Introducing Ambiguity Resolution in Web-hosted Global Multi-GNSS Precise Positioning with Trimble RTX-PP

In the middle of 2011 Trimble introduced the CenterPoint RTX real-time positioning service providing centimeter accurate positions for real-time applications. This service relies on the generation of precise orbit and clock information for GPS and GLONASS satellites in real-time. Support for the first Japanese QZSS satellite was recently added to the system. While existing PPP systems are available via web access today, the RTX-PP is unique with respect to the support of QZSS signals, the ability to resolve carrier phase ambiguities and the associated convergence performance. The CenterPoint RTX service is providing real-time precise GNSS positioning for specific markets such as Precision Agriculture, Survey and Machine Control. The delivery of corrections for the receivers in the field occurs either via satellite link or internet connection.

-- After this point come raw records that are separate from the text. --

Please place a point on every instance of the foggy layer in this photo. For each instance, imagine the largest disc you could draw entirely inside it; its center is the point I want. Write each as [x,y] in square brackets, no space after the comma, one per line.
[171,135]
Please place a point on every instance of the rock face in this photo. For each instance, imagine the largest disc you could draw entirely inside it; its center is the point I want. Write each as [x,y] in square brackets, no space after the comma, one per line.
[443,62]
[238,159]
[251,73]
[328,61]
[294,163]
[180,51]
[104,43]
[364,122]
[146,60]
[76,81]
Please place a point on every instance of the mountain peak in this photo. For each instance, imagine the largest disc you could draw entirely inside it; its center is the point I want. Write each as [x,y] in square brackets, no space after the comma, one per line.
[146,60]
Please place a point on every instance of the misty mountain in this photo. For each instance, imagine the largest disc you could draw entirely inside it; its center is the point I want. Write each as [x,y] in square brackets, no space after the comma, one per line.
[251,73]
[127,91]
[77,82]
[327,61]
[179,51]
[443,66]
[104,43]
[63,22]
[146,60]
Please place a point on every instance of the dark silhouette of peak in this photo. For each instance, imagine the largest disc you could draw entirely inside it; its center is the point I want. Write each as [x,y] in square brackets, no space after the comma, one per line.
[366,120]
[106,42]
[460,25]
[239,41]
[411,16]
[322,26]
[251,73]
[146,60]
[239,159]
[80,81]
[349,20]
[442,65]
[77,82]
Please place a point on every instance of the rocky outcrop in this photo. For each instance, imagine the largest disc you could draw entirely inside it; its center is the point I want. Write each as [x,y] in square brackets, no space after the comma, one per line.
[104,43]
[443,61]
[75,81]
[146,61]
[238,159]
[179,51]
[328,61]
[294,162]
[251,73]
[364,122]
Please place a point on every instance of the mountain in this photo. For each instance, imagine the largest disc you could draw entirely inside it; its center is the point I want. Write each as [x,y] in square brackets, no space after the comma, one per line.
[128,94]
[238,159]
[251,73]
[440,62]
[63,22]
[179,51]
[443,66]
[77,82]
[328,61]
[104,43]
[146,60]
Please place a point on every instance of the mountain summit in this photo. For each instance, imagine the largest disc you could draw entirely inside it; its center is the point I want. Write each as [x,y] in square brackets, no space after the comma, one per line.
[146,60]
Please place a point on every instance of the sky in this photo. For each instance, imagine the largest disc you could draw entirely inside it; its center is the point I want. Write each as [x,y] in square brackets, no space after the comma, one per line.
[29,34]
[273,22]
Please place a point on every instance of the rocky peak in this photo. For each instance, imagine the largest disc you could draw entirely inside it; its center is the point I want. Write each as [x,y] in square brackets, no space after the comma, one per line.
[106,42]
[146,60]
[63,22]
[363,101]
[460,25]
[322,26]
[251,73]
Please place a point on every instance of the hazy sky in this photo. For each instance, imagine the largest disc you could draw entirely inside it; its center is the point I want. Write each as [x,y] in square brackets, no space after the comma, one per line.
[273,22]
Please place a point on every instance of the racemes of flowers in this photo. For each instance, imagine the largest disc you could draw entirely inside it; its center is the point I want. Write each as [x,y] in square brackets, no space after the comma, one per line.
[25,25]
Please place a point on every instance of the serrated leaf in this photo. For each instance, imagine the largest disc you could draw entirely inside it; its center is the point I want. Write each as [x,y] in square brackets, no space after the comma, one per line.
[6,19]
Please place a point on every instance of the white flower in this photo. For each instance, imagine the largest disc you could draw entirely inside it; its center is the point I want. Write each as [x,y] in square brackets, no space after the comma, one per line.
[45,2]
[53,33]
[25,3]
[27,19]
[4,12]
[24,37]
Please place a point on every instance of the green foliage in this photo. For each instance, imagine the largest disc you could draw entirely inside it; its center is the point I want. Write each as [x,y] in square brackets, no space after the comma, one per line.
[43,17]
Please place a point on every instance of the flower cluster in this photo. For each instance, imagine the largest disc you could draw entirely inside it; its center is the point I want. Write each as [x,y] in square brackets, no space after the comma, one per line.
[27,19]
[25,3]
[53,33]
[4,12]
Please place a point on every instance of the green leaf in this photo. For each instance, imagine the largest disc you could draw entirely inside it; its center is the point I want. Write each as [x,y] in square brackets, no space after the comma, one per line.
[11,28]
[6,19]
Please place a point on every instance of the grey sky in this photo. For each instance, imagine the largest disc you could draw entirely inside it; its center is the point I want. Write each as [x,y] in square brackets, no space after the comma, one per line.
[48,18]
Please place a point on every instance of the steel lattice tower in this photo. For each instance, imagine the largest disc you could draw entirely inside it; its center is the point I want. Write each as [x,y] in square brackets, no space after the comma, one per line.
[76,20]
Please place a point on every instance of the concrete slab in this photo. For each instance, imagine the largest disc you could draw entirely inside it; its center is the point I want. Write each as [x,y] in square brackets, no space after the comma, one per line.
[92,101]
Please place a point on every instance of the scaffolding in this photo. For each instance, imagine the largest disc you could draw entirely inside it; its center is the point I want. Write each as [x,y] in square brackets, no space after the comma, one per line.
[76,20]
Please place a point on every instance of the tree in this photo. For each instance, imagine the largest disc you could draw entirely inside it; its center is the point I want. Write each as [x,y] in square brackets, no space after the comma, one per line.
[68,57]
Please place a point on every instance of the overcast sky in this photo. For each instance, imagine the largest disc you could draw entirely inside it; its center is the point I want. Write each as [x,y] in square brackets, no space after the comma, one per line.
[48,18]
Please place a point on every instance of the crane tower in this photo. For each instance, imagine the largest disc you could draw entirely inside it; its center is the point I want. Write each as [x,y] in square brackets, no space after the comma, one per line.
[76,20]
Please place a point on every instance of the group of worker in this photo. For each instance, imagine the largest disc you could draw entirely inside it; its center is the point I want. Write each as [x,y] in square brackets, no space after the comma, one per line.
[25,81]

This paper introduces the new Trimble RTX Post-Processing (RTX-PP) service which is running in the cloud providing absolute position estimates in the well-defined reference frame ITRF2008 using GPS, GLONASS and QZSS observations. The service is available as a web service as well as through a variety of Trimble office software products. The achievable horizontal and vertical accuracy level of RTX-PP can be better than one centimeter with one day of measurement data. Since the convergence time of the solution is well below one hour, however, the delivered horizontal positioning accuracy is typically better than 2 centimeters after only one hour. The paper presents the technology behind RTX-PP and discusses the different applications the service addresses. These include but are not limited to the establishment of precise reference frames with a well-defined datum; especially in areas without sufficient infrastructure, monitoring of the positions of GNSS reference stations for quality assurance purposes and tectonic motion and monitoring of deformation and subsidence. Time series of position estimates will be presented to demonstrate the achievable accuracy in a variety of scenarios, including static and kinematic cases.